For the center, the music workshops are an extension of the mind-body health, exercise, nutrition and community-building support programs that constitute the core of how it helps cancer survivors rebuild and continue forward with their lives after a cancer diagnosis, countering the short- and long-term after effects of the disease.

"The center and all CT Challenge programs are about hope, setting goals and achieving them -- reasserting yourself in the life cancer may have taken from you," said Pamela Dey, marketing and communications director. "They are about inspiration and triumph. They are about community and finding strength in a group collectively aimed at living well. So, while the music workshops, on the surface, have little resemblance to our popular TRX, yoga, spinning or nutrition classes, they are every bit as much about lifting participants to new levels of peace, confidence and energy ... enabling them to heal, reclaim their lives and move forward."

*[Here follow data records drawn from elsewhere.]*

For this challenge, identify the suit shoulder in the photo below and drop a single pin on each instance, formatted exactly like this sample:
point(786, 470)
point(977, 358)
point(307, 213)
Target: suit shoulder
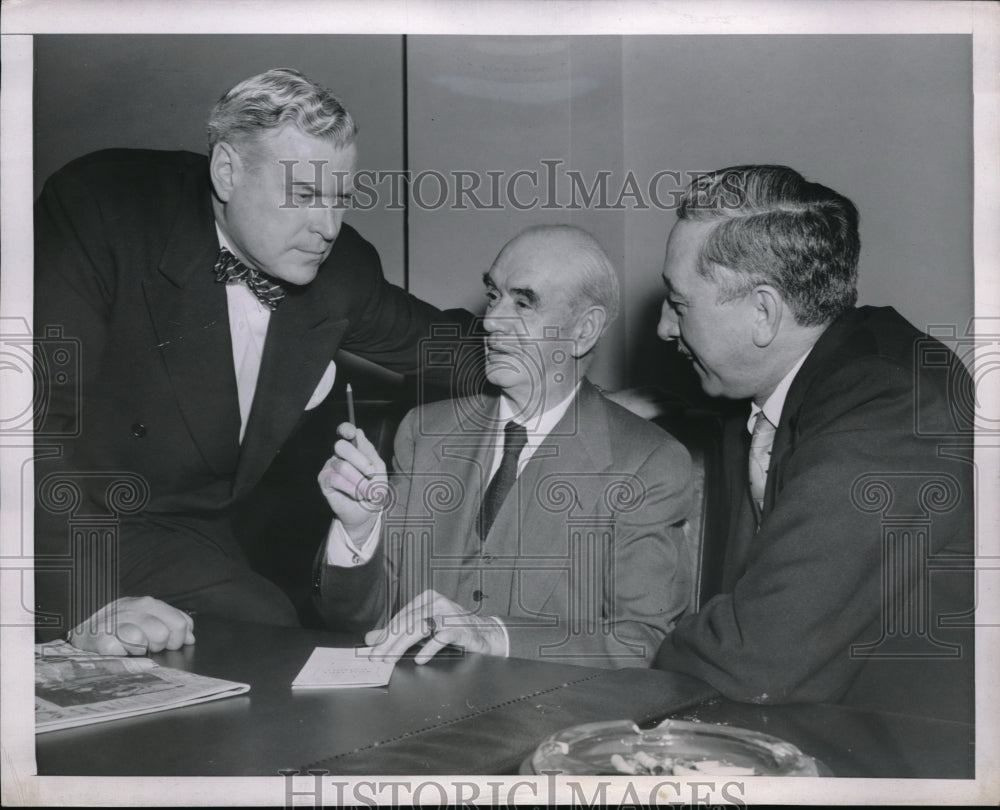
point(632, 435)
point(141, 162)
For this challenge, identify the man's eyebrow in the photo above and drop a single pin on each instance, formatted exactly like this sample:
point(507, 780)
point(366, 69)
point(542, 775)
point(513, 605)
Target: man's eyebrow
point(526, 293)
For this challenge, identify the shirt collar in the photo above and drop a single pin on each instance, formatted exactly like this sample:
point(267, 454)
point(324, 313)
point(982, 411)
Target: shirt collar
point(223, 242)
point(775, 403)
point(540, 426)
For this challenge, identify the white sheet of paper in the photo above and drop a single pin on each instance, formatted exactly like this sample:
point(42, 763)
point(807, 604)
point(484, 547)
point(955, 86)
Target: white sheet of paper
point(342, 667)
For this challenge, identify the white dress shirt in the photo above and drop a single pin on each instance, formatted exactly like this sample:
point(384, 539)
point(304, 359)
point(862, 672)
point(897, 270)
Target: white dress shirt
point(248, 320)
point(775, 404)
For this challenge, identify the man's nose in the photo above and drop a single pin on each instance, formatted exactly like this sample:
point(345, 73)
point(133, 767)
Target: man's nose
point(326, 221)
point(667, 329)
point(501, 320)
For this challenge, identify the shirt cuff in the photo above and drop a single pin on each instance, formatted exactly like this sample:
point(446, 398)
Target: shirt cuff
point(506, 636)
point(342, 552)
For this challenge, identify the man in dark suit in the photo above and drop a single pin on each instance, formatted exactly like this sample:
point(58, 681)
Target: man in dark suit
point(580, 556)
point(207, 298)
point(850, 476)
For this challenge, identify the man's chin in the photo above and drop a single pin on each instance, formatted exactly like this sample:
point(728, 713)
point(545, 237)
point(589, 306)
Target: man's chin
point(297, 275)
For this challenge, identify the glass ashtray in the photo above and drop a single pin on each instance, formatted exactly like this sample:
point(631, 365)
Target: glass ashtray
point(675, 748)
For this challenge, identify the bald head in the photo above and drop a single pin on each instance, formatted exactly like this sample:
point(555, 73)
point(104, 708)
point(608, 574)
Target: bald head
point(586, 276)
point(551, 292)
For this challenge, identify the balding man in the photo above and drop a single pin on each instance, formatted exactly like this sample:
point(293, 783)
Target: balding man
point(538, 521)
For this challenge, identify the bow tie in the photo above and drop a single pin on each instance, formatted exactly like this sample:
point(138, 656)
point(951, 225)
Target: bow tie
point(268, 291)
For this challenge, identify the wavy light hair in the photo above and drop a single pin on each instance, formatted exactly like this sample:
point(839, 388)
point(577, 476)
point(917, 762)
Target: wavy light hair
point(777, 228)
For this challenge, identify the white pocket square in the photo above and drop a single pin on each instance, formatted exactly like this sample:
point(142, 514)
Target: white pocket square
point(325, 384)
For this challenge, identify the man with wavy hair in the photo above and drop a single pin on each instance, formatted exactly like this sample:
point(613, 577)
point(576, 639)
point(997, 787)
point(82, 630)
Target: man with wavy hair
point(208, 296)
point(849, 473)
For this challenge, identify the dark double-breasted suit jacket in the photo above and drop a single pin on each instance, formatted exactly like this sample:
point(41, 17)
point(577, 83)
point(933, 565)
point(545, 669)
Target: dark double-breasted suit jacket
point(139, 430)
point(856, 588)
point(587, 561)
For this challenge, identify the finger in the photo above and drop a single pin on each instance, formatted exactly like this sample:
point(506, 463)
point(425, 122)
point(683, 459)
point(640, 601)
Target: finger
point(102, 643)
point(364, 457)
point(356, 436)
point(431, 648)
point(154, 631)
point(405, 629)
point(392, 648)
point(132, 638)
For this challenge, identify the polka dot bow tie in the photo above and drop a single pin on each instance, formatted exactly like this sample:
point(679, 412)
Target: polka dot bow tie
point(268, 291)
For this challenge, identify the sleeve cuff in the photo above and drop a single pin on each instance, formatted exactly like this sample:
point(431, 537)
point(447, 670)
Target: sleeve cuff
point(506, 636)
point(342, 552)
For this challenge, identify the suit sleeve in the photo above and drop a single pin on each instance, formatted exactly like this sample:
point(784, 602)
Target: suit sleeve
point(646, 587)
point(391, 325)
point(74, 285)
point(812, 586)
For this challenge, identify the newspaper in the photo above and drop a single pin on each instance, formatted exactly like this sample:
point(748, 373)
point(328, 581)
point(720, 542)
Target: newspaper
point(75, 688)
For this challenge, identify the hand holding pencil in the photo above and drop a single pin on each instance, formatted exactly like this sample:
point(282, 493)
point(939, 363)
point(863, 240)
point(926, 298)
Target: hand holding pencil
point(354, 480)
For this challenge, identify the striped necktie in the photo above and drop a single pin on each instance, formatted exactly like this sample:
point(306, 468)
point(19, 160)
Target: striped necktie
point(515, 437)
point(761, 441)
point(268, 291)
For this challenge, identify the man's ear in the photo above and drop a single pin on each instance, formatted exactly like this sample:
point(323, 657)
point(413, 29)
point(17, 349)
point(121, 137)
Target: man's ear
point(224, 167)
point(588, 329)
point(768, 310)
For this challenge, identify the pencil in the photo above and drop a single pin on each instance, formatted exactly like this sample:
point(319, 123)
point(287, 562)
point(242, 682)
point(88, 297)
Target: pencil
point(350, 411)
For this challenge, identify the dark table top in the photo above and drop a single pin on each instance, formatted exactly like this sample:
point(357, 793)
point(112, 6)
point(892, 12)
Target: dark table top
point(460, 714)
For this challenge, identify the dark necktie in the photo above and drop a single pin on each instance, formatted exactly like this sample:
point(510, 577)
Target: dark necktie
point(268, 291)
point(515, 437)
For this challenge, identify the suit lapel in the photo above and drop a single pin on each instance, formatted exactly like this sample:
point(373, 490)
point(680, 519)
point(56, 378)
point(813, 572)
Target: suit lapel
point(190, 317)
point(468, 454)
point(570, 460)
point(302, 338)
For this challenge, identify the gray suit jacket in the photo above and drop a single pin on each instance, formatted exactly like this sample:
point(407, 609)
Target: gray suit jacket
point(587, 561)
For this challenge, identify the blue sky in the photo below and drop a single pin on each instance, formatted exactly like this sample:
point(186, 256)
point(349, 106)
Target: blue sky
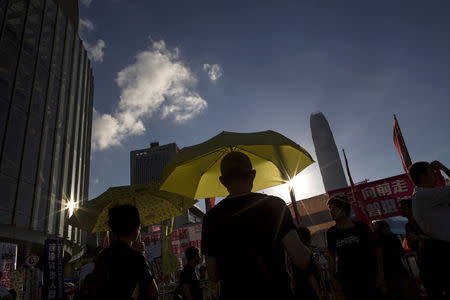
point(182, 71)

With a relaxed vibe -- low lights, big pillows on the floor -- the session is not tightly orchestrated. Everyone in the small group -- all women on a recent night -- introduces herself, and described their personal connection to music. Most, it turns out, have some musical talent, though that is not a requirement.

Fried punches in a song on his phone, and the infectious R&B rhythm of The Spinners' 1972 hit, "I'll Be Around" fills the room. Toes tap, and some sing along quietly. When the song ends, Fried poses a question: "How does that music make you feel?"

For one survivor, it harkens back to the days when she'd hear that song played on the radio, while another, Margaret, says that the line, "Whenever you call me, I'll be there," is "particularly poignant for cancer patients. You really do find out who your friends are. That tag line really speaks to that." After her diagnosis, she said, "I always knew I had good friends, but I found people who I believed to be just acquaintances turned out to be friends."

Next up on the playlist was Pharrell's monster hit, and hard to resist, "Happy."

"I was feeling this in my cheeks," Fried said. Pacifico agreed. "I started smiling."

And this, is the point of the workshop.

"We're talking about how songs are making us feel, and where we're feeling it," Fried said.